De las incongruencias de Hollywood –donde pasó una temporada contratado por la Fox– descansa en Long Beach con otros compañeros de aventuras, como el director y empresario teatral Gregorio Martínez Sierra. Las noticias que llegan de España ponen fin a aquellos días de despreocupada felicidad: “Hicimos muchas millas sin despegar los labios. El coche se deslizaba por el asfalto interminable, encharcado con las anillas policromas de los anuncios luminosos. Brillaban en el horizonte los doce millones de luces de Pasadena, de Glendale, de Santa Mónica, de Compton, de Malibú. El faro del City Hall de los Ángeles deslumbraba a veinticinco kilómetros de distancia. Y en la negrura del cielo nocturno, un dirigible, con la panza abrasada por un foco carmesí, popularizaba los neumáticos Goodyear. Rompiendo de pronto el silencio, Martínez Sierra, que ocupaba con la Bárcena los asientos de atrás, y del que hasta el momento solo había dado razones de existencia la lumbre preocupada del cigarrillo, murmuró, como si continuara en voz alta un razonamiento interior: ¡Surgir ‘esto’ en España cuando necesitamos la tranquilidad máxima para trabajar!”

“Esto” era la revolución del 34, que pronto sería seguida por más graves acontecimientos. Jardiel Poncela apoya decididamente a los sublevados y en estas páginas no faltan las malhumoradas invectivas, muy en el tono propagandístico de la época, contra “los rojos” (e incluso se alude a los “dramas tan asquerosos” de Galdós); su tiempo, sin embargo, era el de la República. Su teatro, siempre atrevido y rupturista, no encajaba en los pacatos escenarios de un régimen, que él apoyaba con fervor, pero que prohibió sus novelas.

Las páginas que Jardiel dedica a los críticos teatrales (en cada capítulo reciben una andanada) están entre las más divertidas y feroces que se hayan escrito nunca: “Pedirle a un crítico que discurra es forzar su naturaleza y plantearle un problema mental de primer orden. Y yo no soy capaz de tanta crueldad”. Con los críticos Jardiel es capaz de cualquier cosa, como comprobará divertido el lector.

“Este oficio es bastante raro” nos dice refiriéndose no solo al teatro, sino al arte literario en general. Y él nos ayuda a entender esa rareza contándonos el complicado proceso de la escritura de cada una de sus obras, que en algunos casos tardan años en la gestación, pero solo unos pocos días en escribirse y por eso puede ofrecr una obra al empresario y darla por terminada cuando aún no ha escrito ni una línea.

No duda Jardiel en señalar los defectos de sus obras, aunque fueran muy aplaudidas, pero tampoco tiene inconveniente en elogiarlas cuando lo cree conveniente (la falsa humildad no es lo suyo).
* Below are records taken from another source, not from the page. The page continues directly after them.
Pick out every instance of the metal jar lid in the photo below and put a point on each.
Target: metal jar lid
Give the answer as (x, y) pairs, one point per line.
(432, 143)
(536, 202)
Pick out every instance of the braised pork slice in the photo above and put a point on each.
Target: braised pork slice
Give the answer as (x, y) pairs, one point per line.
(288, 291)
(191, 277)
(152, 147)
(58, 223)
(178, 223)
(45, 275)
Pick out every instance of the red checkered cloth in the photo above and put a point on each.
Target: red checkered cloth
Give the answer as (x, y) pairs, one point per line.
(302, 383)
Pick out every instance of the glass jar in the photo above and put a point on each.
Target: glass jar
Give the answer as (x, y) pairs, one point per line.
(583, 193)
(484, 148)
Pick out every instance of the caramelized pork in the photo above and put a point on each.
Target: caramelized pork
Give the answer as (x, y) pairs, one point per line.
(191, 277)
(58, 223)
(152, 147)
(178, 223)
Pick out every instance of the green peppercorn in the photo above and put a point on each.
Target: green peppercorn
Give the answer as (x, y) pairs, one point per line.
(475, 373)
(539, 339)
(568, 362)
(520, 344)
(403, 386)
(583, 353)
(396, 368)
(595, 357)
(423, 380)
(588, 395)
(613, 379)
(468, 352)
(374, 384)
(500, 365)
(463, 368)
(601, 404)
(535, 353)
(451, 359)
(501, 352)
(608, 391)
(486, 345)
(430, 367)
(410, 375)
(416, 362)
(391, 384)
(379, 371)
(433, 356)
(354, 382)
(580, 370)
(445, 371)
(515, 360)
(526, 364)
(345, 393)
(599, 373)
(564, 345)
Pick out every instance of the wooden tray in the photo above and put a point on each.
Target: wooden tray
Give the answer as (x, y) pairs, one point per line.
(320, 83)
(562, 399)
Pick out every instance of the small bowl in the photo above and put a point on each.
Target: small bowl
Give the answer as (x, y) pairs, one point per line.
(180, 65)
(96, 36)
Las cinco advertencias de Satanás la considera “una obra de arte tan perfecta como permite nuestra imperfecta condición humana”. Sus mejores obra, afirma con razón, tienen padre y madre: “el padre se llama humorismo y la madre poesía”.

Humorismo, costumbrismo, poesía y disparate hay en Estrenos y batallas campales, un conjunto de páginas dispersas que forman un libro nuevo que podría titularse El teatro de una vida, la del disparatado, desequilibrado, genialísimo Jardiel.